The English presentation will focus on its plans for a "global legacy" as well as emphasising the experience the country has in putting on big football matches. Alongside Cameron, Beckham, Prince William and chief executive Andy Anson will be Eddie Afekafe, 27, who works in Manchester City's community initiatives, as an example of English football's social responsibility.
Fifa's executive panel - and how they may vote
Sepp Blatter (Switzerland, 74)
President. Very little goes on against his wishes. Gave Africa its first World Cup.
Issa Hayatou (Cameroon, 64)
As CAF president, he was blasted for banning Togo from Africa Cup of Nations, twice.
Marios Lefkaritis (Cyprus, 64)
Entrepreneur on Uefa's executive committee, a close ally of Michel Platini's.
Jacques Anouma (Cote d'Ivoire, 58)
French industrialist before returning to Côte d'Ivoire to become CAF president.
Franz Beckenbauer (German, 65)
The only man both to captain and manage his country to World Cup wins.
Hany Abo Rida (Egyptian, 57)
Fifa bureaucrat; part of the organising committee of both senior and U-20 World Cups.
Vitaly Mutko (Russian, 51)
Russian sport minister and Putin ally, now responsible for leading 2018 World Cup bid.
Jack Warner (Trinidad and Tobago, 67)
Controversial CONCACAF representative accused of corruption. Key to the English bid.
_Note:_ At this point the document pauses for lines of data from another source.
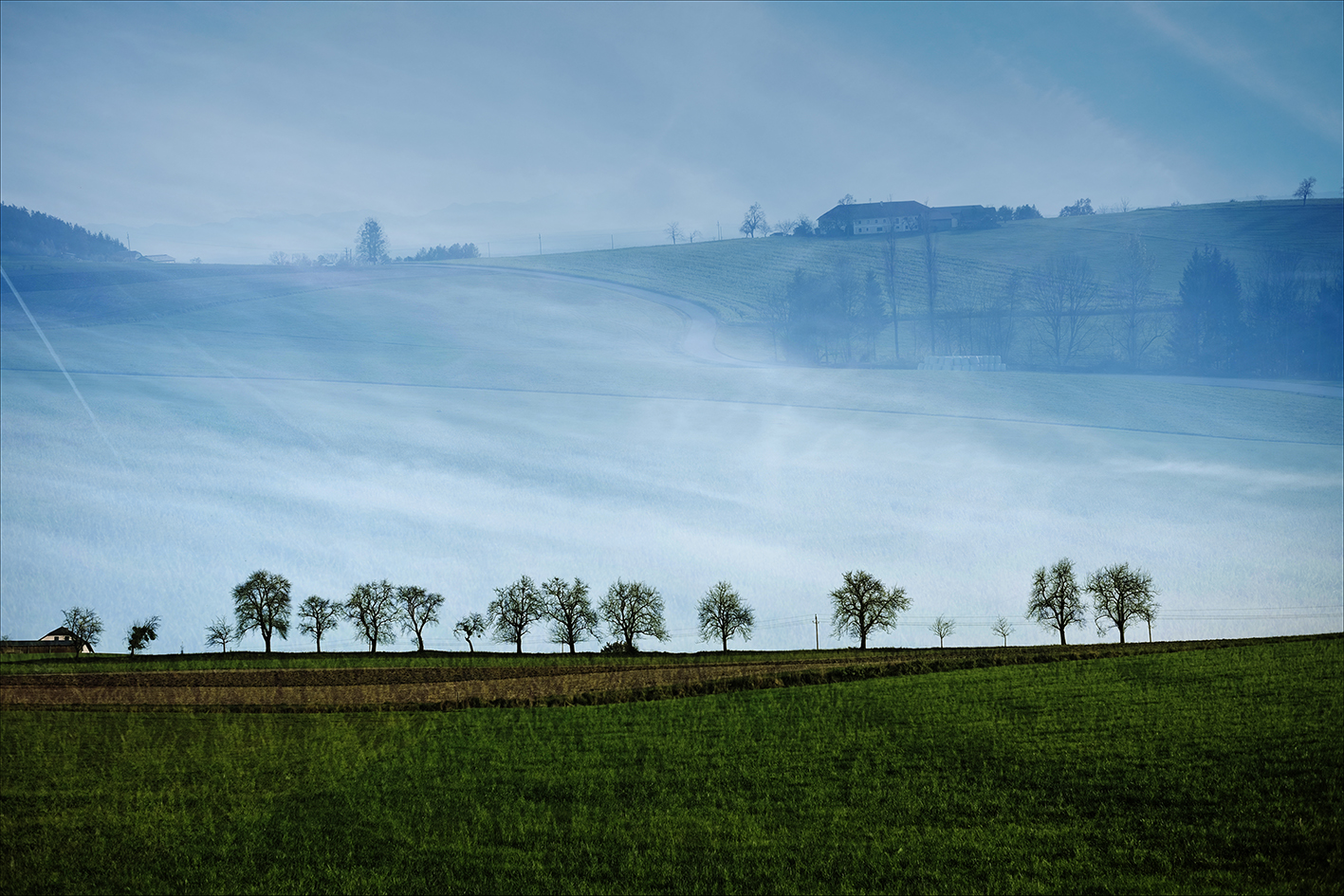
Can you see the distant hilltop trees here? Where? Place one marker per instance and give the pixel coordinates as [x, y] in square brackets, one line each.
[445, 253]
[32, 232]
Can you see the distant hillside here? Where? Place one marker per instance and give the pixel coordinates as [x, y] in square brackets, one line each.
[32, 232]
[740, 278]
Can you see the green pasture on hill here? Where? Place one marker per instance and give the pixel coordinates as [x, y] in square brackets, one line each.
[735, 278]
[1195, 771]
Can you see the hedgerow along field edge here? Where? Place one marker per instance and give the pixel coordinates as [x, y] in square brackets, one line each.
[1192, 771]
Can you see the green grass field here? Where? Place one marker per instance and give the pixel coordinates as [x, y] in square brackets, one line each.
[1195, 771]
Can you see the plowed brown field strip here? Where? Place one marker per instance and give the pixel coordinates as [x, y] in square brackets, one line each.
[368, 686]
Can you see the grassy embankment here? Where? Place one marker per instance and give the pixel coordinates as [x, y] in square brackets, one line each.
[737, 278]
[1194, 771]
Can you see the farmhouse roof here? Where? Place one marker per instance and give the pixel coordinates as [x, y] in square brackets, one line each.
[903, 209]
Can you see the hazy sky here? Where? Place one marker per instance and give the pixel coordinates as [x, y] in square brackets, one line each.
[596, 117]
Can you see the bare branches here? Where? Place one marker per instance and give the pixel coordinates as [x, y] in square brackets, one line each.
[634, 609]
[1064, 297]
[1056, 598]
[318, 617]
[864, 605]
[1121, 595]
[724, 615]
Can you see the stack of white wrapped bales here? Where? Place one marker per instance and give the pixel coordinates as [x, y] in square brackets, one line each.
[963, 363]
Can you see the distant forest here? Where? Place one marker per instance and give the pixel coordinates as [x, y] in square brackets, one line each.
[32, 232]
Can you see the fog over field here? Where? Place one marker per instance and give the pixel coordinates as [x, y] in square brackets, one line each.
[389, 406]
[457, 429]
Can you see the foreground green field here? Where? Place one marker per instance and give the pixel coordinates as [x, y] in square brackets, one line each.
[1196, 771]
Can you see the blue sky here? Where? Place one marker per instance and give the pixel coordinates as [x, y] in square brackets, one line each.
[500, 121]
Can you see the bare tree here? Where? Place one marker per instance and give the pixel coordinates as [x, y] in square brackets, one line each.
[263, 603]
[84, 625]
[221, 631]
[753, 221]
[1305, 190]
[1056, 598]
[1064, 297]
[724, 615]
[318, 617]
[864, 605]
[373, 609]
[873, 316]
[141, 633]
[889, 269]
[1121, 595]
[514, 610]
[570, 612]
[418, 609]
[371, 244]
[634, 610]
[470, 626]
[1134, 334]
[943, 628]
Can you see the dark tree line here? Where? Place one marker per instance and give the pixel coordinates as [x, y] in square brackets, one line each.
[34, 232]
[832, 319]
[445, 253]
[1286, 320]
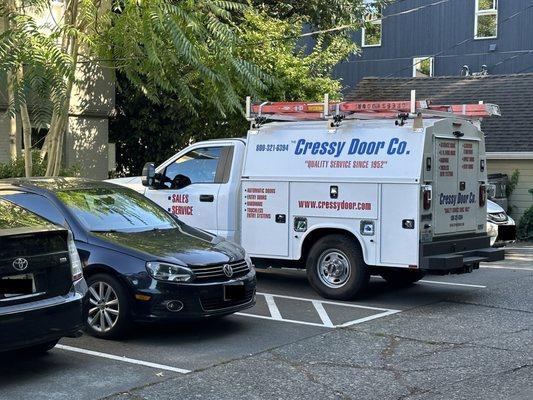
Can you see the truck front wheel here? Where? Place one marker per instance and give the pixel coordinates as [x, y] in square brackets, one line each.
[336, 269]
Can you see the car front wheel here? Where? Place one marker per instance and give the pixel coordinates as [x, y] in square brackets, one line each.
[107, 307]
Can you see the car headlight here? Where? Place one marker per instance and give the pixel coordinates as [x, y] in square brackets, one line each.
[169, 272]
[248, 261]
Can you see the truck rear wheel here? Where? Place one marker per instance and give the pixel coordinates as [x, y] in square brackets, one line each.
[402, 277]
[336, 269]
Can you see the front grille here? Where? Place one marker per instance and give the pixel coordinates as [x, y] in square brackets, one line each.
[213, 303]
[217, 271]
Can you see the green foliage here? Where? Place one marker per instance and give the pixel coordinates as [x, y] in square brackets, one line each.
[299, 74]
[15, 169]
[147, 131]
[320, 14]
[185, 49]
[30, 52]
[525, 225]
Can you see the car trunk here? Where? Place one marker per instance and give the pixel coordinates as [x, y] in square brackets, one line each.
[34, 265]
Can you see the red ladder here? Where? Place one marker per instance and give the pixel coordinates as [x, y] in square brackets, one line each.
[369, 109]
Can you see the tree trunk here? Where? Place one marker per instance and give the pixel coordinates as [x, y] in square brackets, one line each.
[12, 118]
[59, 121]
[26, 131]
[13, 153]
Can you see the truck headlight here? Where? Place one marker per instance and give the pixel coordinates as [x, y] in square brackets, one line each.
[169, 272]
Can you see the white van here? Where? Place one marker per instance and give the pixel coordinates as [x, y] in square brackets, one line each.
[344, 199]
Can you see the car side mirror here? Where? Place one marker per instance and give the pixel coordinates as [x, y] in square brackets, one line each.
[148, 174]
[180, 181]
[491, 191]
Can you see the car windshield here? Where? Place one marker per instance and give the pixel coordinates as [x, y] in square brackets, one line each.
[13, 216]
[115, 209]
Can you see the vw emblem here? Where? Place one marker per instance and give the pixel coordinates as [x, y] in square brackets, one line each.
[228, 271]
[20, 264]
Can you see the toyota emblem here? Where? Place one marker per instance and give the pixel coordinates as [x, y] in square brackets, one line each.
[228, 271]
[20, 264]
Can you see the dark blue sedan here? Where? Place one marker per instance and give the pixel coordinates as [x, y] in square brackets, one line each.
[140, 262]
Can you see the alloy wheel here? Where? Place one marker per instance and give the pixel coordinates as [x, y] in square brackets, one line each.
[104, 307]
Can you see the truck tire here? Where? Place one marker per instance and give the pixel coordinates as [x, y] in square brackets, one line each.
[108, 314]
[336, 269]
[400, 277]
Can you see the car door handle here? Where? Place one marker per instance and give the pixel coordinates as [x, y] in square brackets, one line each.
[208, 198]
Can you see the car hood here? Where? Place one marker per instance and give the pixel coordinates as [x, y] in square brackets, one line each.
[185, 246]
[493, 207]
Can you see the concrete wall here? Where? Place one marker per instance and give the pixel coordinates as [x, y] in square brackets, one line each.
[86, 146]
[93, 99]
[520, 200]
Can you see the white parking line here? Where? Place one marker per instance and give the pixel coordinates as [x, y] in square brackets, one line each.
[502, 267]
[319, 307]
[123, 359]
[272, 307]
[275, 314]
[452, 283]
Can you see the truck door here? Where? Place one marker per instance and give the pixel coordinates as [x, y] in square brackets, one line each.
[456, 185]
[190, 184]
[265, 218]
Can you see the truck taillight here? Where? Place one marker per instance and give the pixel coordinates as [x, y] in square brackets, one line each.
[75, 263]
[482, 195]
[427, 197]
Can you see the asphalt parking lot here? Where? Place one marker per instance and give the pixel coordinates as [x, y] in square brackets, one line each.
[467, 336]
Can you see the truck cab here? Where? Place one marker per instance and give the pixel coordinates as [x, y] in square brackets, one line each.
[345, 199]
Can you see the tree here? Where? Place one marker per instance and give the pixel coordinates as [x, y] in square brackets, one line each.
[160, 46]
[147, 131]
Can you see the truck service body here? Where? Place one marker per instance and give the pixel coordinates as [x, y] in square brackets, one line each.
[363, 197]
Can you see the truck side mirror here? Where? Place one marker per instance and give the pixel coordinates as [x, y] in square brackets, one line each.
[148, 174]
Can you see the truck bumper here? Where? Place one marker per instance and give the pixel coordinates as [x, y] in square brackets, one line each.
[459, 255]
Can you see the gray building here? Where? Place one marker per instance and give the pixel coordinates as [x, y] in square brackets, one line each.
[93, 98]
[509, 138]
[438, 38]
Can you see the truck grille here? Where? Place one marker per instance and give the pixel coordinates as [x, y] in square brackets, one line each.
[215, 272]
[213, 303]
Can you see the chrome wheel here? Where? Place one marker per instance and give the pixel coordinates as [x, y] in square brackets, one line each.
[334, 268]
[104, 307]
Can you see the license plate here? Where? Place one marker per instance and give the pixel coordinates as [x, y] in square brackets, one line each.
[17, 285]
[234, 292]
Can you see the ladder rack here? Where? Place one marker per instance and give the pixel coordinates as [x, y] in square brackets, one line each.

Geoff Thompson (English, 64)
Stepped in to chair English bid after the resignation of Lord Triesman.
Senes Erzik (Turkish, 68)
Ex-businessman who brought 2005 Champions League and 2009 UEFA Cup finals to Istanbul.
Chuck Blazer (USA, 65)
Popular, rotund CONCACAF boss, he is close to Jack Warner. Keen to bring 2022 to US again.
Worawi Makudi (Thai, 59)
Head of Thai FA. Brought in Peter Reid and Bryan Robson as national coach.
Junji Ogura (Japanese, 72)
An enthusiast of English football and West Ham fan; an important vote for the English bid.
Julio H Grondona (Argentine, 79)
Long-time head of Argentine football; once said refereeing was "too difficult" for Jews.
Rafael Salguero (Guatemalan, 63)
Likely to be torn between Jack Warner and Conmebol's support of the Iberian bid.
Angel Maria Villar Llona (Spanish, 60)
Former player, now an arch Fifa operator and co-chair of the Iberian 2018 bid.
Ricardo Terra Teixeira (Brazilian, 63)
Brazilian football's boss for more than 20 years, another accused of corruption.
Mohamed Bin Hammam (Qatari, 61)
Powerful networker leading Qatar's 2022 bid. Jostling to replace Blatter as president.
Nicolas Leoz (Paraguayan, 82)
President of Conmebol. Accused by Panorama of receiving bribes.
Chung Mong Joon (Korean Republic, 59)
Billionaire who stood for his country's presidency. May try for Blatter's job in 2011.
Michel D'Hooghe (Belgian, 64)
Head of Fifa's medical committee; has criticised Premier League's "brutal" tackling.
Michel Platini (French, 55)
One of France's football greats, now Uefa president; has led the campaign against video technology.